15.7 Generic-Function OO

We now turn to the second major type of object-oriented programming that is supported by R, namely: generic-function OO.

15.7.1 Motivating Examples

We begin by revisiting the task of printing to the console.

Recall that whenever we type the name of an object into the console and press Enter, R interprets the input as a call to the print() function. Consider, for example, printing some portion of m111survey from the bcscr package:

df <- bcscr::m111survey[1:5, c("height", "weight_feel")]

If we want to print df, then either of the following two statements accomplish the same thing:

print(df) ## explicit directive to print results to Console
##   height   weight_feel
## 1     76 1_underweight
## 2     74 2_about_right
## 3     64 2_about_right
## 4     62 1_underweight
## 5     72 1_underweight
df ## R implicity calls print() at top-level
##   height   weight_feel
## 1     76 1_underweight
## 2     74 2_about_right
## 3     64 2_about_right
## 4     62 1_underweight
## 5     72 1_underweight

Both expressions, as we learned long ago, involve a call to the print() function.

But let’s think a bit more deeply about what we see in the Console.

It is tempting to think of the above printouts as simply what the object df is. But that’s not quite right. In truth, it merely reflects how R represents df to us in the console.
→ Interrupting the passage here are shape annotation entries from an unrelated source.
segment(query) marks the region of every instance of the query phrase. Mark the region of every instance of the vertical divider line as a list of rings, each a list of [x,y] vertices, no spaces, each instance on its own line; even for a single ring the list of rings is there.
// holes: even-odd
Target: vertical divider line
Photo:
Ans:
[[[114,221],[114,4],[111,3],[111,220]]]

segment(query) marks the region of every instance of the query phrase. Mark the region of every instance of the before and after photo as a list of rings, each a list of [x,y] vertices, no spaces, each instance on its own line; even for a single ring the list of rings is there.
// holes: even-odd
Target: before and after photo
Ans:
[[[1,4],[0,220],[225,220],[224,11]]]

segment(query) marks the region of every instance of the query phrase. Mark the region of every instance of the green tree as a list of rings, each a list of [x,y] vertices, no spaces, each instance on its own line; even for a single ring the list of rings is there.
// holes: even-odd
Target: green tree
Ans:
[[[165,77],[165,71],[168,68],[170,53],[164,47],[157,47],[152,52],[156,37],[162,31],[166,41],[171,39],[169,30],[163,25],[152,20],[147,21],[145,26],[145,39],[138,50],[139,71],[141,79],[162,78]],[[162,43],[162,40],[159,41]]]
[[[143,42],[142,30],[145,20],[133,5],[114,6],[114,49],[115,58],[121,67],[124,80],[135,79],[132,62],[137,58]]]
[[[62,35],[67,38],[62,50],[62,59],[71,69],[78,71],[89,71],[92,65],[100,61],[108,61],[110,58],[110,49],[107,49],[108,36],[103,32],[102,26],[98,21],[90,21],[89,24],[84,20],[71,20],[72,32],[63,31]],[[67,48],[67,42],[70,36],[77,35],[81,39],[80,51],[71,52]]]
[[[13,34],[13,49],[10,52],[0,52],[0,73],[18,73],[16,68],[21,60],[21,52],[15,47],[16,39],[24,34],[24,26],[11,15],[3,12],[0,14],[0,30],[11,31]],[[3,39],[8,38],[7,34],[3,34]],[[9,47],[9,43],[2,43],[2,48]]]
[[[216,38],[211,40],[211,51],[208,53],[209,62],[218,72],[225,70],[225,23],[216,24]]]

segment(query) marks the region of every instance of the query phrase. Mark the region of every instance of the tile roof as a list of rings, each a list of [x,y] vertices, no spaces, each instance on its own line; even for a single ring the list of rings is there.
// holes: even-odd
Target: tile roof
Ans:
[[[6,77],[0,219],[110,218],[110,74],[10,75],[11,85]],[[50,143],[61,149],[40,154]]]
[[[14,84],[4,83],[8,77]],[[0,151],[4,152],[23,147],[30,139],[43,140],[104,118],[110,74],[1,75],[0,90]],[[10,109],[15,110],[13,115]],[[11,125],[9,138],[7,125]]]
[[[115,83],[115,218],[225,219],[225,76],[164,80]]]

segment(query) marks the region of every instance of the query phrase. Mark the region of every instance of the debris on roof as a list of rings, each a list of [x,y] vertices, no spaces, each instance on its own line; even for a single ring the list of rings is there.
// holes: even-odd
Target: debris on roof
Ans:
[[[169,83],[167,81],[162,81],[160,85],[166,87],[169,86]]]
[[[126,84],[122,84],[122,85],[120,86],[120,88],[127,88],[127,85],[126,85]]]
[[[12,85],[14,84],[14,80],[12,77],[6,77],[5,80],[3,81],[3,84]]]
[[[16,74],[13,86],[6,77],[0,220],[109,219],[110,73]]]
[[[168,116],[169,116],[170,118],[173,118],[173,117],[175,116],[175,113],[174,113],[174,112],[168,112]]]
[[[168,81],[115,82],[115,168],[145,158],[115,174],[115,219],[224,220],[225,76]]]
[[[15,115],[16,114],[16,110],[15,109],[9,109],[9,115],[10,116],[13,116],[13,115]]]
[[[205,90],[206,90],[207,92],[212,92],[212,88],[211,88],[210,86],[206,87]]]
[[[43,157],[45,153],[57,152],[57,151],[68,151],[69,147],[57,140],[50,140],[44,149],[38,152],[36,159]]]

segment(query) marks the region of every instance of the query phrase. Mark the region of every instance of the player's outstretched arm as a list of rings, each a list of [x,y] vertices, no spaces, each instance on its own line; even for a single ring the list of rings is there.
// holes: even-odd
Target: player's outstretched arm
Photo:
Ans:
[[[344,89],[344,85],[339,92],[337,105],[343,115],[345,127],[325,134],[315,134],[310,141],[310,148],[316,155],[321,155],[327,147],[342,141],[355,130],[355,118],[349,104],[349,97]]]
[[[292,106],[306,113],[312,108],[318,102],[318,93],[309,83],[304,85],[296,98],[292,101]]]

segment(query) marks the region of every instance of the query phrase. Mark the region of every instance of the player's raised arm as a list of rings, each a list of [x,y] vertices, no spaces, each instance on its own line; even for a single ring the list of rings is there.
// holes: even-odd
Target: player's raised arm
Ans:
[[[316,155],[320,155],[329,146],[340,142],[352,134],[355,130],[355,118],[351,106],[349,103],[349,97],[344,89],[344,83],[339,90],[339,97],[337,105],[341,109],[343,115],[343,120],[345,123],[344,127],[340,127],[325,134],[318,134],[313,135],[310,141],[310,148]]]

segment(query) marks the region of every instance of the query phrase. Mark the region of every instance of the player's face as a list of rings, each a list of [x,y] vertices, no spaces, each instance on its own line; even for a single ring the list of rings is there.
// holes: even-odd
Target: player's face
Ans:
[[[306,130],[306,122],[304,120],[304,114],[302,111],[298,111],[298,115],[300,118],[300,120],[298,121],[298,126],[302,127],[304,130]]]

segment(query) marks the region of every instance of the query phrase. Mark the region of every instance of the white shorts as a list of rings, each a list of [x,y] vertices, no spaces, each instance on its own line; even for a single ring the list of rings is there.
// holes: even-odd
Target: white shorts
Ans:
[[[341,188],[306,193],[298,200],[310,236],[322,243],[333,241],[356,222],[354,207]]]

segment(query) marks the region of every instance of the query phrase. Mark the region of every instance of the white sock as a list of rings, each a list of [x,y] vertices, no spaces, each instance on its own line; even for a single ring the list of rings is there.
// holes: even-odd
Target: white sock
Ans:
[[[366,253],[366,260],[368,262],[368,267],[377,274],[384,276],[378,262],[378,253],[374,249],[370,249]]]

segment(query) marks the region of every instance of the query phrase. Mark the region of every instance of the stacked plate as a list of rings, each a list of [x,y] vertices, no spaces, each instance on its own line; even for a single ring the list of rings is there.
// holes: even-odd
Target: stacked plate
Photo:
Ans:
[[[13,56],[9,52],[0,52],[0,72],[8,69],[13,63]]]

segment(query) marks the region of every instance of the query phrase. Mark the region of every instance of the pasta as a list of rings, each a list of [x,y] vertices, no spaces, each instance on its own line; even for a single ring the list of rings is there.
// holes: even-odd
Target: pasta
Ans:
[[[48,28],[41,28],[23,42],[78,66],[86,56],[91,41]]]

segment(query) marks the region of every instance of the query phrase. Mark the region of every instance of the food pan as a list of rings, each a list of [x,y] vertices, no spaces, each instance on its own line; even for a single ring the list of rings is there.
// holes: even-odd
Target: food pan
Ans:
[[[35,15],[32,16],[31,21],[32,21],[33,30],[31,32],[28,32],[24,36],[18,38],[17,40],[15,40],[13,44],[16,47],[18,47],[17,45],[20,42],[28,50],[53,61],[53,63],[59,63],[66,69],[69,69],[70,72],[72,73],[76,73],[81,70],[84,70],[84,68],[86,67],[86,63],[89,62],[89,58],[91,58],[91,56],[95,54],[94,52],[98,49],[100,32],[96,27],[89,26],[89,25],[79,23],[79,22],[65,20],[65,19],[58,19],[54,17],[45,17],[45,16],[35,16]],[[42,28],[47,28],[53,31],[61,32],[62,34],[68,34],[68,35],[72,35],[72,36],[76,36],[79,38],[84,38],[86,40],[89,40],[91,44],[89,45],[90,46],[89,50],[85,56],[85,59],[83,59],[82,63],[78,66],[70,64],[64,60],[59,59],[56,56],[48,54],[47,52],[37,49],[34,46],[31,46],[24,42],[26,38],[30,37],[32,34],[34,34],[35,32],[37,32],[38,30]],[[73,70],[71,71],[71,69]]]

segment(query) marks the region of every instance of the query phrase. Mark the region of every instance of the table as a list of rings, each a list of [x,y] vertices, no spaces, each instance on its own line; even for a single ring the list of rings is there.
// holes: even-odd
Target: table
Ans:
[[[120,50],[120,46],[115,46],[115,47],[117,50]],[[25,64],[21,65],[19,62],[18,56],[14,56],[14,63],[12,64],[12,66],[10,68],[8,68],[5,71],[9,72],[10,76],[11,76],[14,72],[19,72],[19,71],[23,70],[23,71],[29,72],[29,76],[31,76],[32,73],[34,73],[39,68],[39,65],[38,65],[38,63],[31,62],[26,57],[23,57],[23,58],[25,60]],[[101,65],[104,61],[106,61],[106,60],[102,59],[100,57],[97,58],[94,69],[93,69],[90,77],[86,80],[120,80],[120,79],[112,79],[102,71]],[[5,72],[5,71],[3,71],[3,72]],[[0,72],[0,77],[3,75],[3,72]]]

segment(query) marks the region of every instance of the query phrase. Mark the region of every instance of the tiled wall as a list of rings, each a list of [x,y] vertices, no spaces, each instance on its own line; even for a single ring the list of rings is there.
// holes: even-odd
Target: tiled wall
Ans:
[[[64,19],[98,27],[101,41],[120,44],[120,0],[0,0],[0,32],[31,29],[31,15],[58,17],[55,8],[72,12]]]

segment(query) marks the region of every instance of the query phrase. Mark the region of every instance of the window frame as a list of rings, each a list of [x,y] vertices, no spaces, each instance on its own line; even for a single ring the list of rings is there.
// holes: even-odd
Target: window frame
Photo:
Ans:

R was programmed to represent df in spreadsheet-format—with variables along columns, individuals along rows, and with handy row-numbers supplied—because human users are accustomed to viewing data tables in that way.

But now let us turn df into a list:

lst <- as.list(df)
str(lst)
## List of 2
##  $ height     : num [1:5] 76 74 64 62 72
##  $ weight_feel: Factor w/ 3 levels "1_underweight",..: 1 2 2 1 1

And let’s print lst:

lst # same as print(lst)
## $height
## [1] 76 74 64 62 72
## 
## $weight_feel
## [1] 1_underweight 2_about_right 2_about_right 1_underweight 1_underweight
## Levels: 1_underweight 2_about_right 3_overweight

We get the familiar output for a list whose elements are named. Users don’t expect lists to be represented in the console in spreadsheet-style format, even if the elements of the list happen to be vectors that are all of the same length. They expect a more “neutral” representation, and R delivers one.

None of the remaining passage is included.